Mafia sicilienne : après la mort de Toto Riina, que reste-t-il de Cosa Nostra ?

International|Sebastian Compagnon| 17 novembre 2017, 16h35

Le Parisien

La célèbre organisation criminelle est affaiblie par la répression. Moins puissante que la ‘Ndrangheta calabraise, elle reste toutefois influente dans ses fiefs historiques.

La mort de Toto Riina clôt un chapitre particulièrement long et violent dans l’histoire de Cosa Nostra. Pour autant, la disparition du « parrain des parrains » ne signifie pas la fin de la légendaire mafia sicilienne. Grâce à son omerta et ses soutiens familiaux, cette organisation criminelle a su s’adapter à toutes les époques.

Sur le terrain, Cosa Nostra demeure puissante et influente dans ses fiefs historiques de Sicile, où les marchés publics et racket des entreprises (pizzo) continuent d’assurer de confortables rentrées de cash.

« Régulièrement, des mafieux sont arrêtés, explique au Parisien Fabrice Rizzoli*, docteur en sciences politiques, spécialiste de la mafia et du crime organisé. Mais ils continuent de racketter les petits commerçants au quotidien. Sans oublier que beaucoup de mafieux ont de l’argent de côté et des entreprises légales, dans les déchets, l’énergie ou le bâtiment ».

Une organisation très surveillée

Les opérations de répression l’ont toutefois obligée à céder du terrain et à se faire plus discrète. « Par rapport aux années 60, 70 et 80, Cosa Nostra est affaiblie. Les magistrats arrivent à démanteler tout de suite la réunion d’une commission provinciale, cette organisation pyramidale qui faisait son succès », poursuit Fabrice Rizzoli.

Le travail de sape de la justice a commencé dans les années 1990. A l’époque, l’autorité de l’Etat italien vacille sous les coups de boutoir de la mafia, notamment sicilienne. L’appareil étatique se ressaisit en renforçant son arsenal législatif et en se dotant d’une direction anti-mafia spécialisée dans la lutte contre le crime organisé.

« Grâce à une lutte acharnée menée par la magistrature, les forces de l’ordre, mais aussi avec le soutien de larges pans de la population pendant des années, nous avons certainement affaibli l’appareil militaire de la mafia » en Sicile, estime le procureur Ambrogio Cartosia, qui a travaillé pendant plus de 20 ans au pôle anti-mafia.
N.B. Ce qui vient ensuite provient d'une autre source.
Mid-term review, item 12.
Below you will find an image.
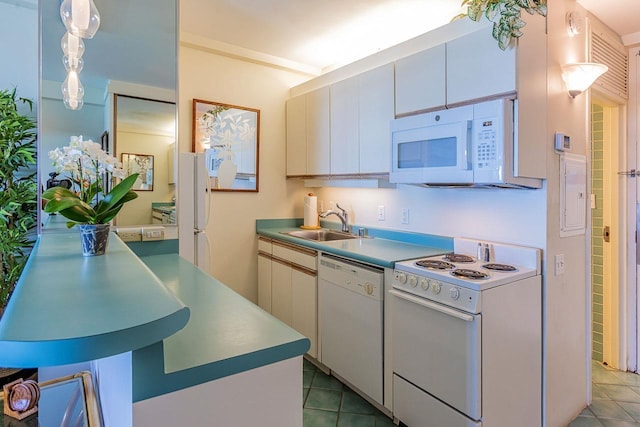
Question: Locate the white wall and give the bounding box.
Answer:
[0,3,39,103]
[544,0,590,427]
[178,44,308,302]
[316,185,546,248]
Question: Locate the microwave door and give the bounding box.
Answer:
[390,120,473,184]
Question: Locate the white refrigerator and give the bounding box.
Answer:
[178,153,211,273]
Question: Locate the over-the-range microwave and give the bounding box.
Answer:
[389,99,542,188]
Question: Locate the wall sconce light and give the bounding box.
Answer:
[562,62,609,98]
[60,0,100,39]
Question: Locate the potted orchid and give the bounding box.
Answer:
[42,136,138,256]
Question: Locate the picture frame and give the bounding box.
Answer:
[122,153,154,191]
[192,99,260,192]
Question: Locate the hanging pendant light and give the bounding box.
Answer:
[60,0,100,39]
[62,70,84,110]
[60,31,84,58]
[62,56,84,74]
[62,98,84,110]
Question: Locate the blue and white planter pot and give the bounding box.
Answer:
[78,224,110,256]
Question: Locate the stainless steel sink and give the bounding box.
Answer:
[281,229,358,242]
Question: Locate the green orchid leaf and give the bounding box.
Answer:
[100,204,124,224]
[44,196,95,216]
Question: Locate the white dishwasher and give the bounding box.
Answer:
[318,253,384,405]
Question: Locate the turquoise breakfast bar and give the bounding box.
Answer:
[0,231,310,427]
[0,230,189,367]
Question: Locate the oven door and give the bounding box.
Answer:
[389,289,482,425]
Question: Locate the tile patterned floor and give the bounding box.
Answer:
[302,359,393,427]
[568,361,640,427]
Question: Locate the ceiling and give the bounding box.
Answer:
[17,0,640,91]
[180,0,640,71]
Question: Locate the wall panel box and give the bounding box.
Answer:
[142,226,164,242]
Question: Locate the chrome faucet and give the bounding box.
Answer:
[320,203,349,233]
Pris dans les mailles de la justice, les cadres de Cosa Nostra ont aussi perdu leur relais dans la classe politique. « Aujourd’hui, il y a toujours des élus prêts à se faire élire avec les voix de la mafia, constate Fabrice Rizzoli. Mais ce ne sont plus les mêmes relais qu’à l’époque de la démocratie chrétienne de Giulio Andreotti, ancien Premier ministre condamné dans les années 1980 pour complicité avec la mafia ».

Plus discrète mais toujours là

Cosa Nostra est loin d’être brisée, affirment toutefois des magistrats italiens. Elle est simplement beaucoup plus discrète, renonçant aux exécutions et aux crimes de sang de l’époque Riina. « Il n’y a plus d’homicides, ou ils sont rares », explique Ambrogio Cartosia.

La mafia de Sicile a mis à jour ses méthodes pour étendre son influence sans forcément faire couler le sang. « Il me semble que Cosa Nostra est bien plus présente qu’avant dans les structures politiques, elle a repris le contrôle du territoire. Elle agit d’une manière différente. Moins militaire, moins sanguinaire, mais très efficace », ajoute le procureur.

Devancée par la ‘Ndrangheta calabraise

Bien enracinée sur son île, Cosa Nostra a cependant reculé face aux organisations criminelles concurrentes. La ‘Ndrangheta, la mafia calabraise, contrôlerait près de 80 % du trafic de cocaïne en Europe. Elle est la mafia italienne la plus puissante dans le monde, avec environ 8000 membres, versés dans le trafic de stupéfiants, le racket et la contrebande.

« Dans les années 1970, Cosa Nostra avait le monopole de l’exportation d’héroïne vers les Etats-Unis et le Canada. Aujourd’hui elle doit quémander à la mafia calabraise de la drogue pour la vendre chez elle… », remarque Fabrice Rizzoli.

Toutefois, La ‘Ndrangheta, tout comme la Camorra, ne jouit pas de la même aura que les Corleone et consorts dans l’imaginaire populaire.

Fabrice Rizzoli, également président de l’association Crim’HALT, est l’auteur de « La mafia de A à Z », aux éditions Tim Buctu.